In contrast, a similar campaign has not emerged for the hull biofouling vector, despite clear evidence that this is a major driver of new NIS incursions and has vector strength on par with ballast water. Only recently is there some effort to focus on management of hull biofouling, albeit with voluntary guidelines. There is currently an uncertain path or rate for implementation of management and policies surrounding this vector. The different timelines for management of ballast water versus hull biofouling underscores the operation of a single vector management approach that exists today that can result in very different and uneven outcomes, independent of the relative importance (both in number of NIS and their impacts). Moreover, this dichotomy reflects political decisions based on past historical events, over 20 years ago, and may not be nimble in reflecting changes in vector operation or importance through time.
Recognizing that many different vectors contribute to invasions, and that the these are changing in space and time, Williams et al. (2013) have suggested that a multi-vector approach would be a much more effective and robust strategy to minimize the occurrence and impacts of future invasions. Such an approach should evaluate the operation and relative strength of existing vectors, as well as management strategies surrounding these, including both shipping and non-shipping transfer mechanisms. Moreover, this approach should be dynamic, to consider changes in the vector magnitude and operation as well as emergence of new vectors. Such a dynamic, multi-vector approach differs significantly from the current consideration of single vectors in isolation.

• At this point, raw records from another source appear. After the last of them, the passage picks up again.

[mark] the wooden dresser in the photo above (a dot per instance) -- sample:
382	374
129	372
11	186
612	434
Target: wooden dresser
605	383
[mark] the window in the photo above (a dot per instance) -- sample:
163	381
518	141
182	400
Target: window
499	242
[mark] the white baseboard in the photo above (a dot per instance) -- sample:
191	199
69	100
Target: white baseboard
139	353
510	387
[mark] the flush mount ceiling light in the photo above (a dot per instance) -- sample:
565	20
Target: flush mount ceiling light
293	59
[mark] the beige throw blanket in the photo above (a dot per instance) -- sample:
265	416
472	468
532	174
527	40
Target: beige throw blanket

Finally, while our analysis has focused on invasion dynamics in coastal ecosystems of North America, it has broad relevance to many other global regions. First, we use a model system and approach to explore the current state of knowledge about invasion dynamics in coastal ecosystems. Second, we summarize the current operation and management for both ballast water and hull biofouling, two dominant vectors for marine invasions throughout the world. This synthesis provides a relevant background to evaluate and manage coastal marine invasions in any region, including especially tropical latitudes, which have received relatively little analysis compared to temperate regions (Ruiz and Hewitt, 2009; Freestone et al., 2013). Within tropical regions, locations with high levels of shipping activity warrant significant attention, given the potential magnitude of ship-mediate species transfers. Moreover, those regions that export bulk commodities (e.g. oil, coal, minerals, grains, and wood) may receive the greatest level of species transfers, due to the delivery of ballast water by arriving vessels, because (a) tankers and bulk cargo vessels deliver the greatest volumes of ballast water among vessels and (b) their discharge occurs primarily at export locations (Miller et al., 2011; Minton et al., 2013; Muirhead et al., 2015). We hope this article will provide a useful background to consider invasion dynamics and management in tropical systems and elsewhere.
We thank Gail Ashton, Ian Davidson, Richard Everett, A. Whitman Miller, Mark Minton and Chela Zabin for discussions on aspects of marine invasions and shipping. We also thank the Sultunate of Oman for the opportunity to contribute this article to the international conference on marine invasive species.
This research was supported by funding from the California Department of Fish and Wildlife, National Sea Grant Program and Smithsonian Institution. Updating information in NEMESIS was made possible through additional research applications sponsored by U.S. Coast Guard.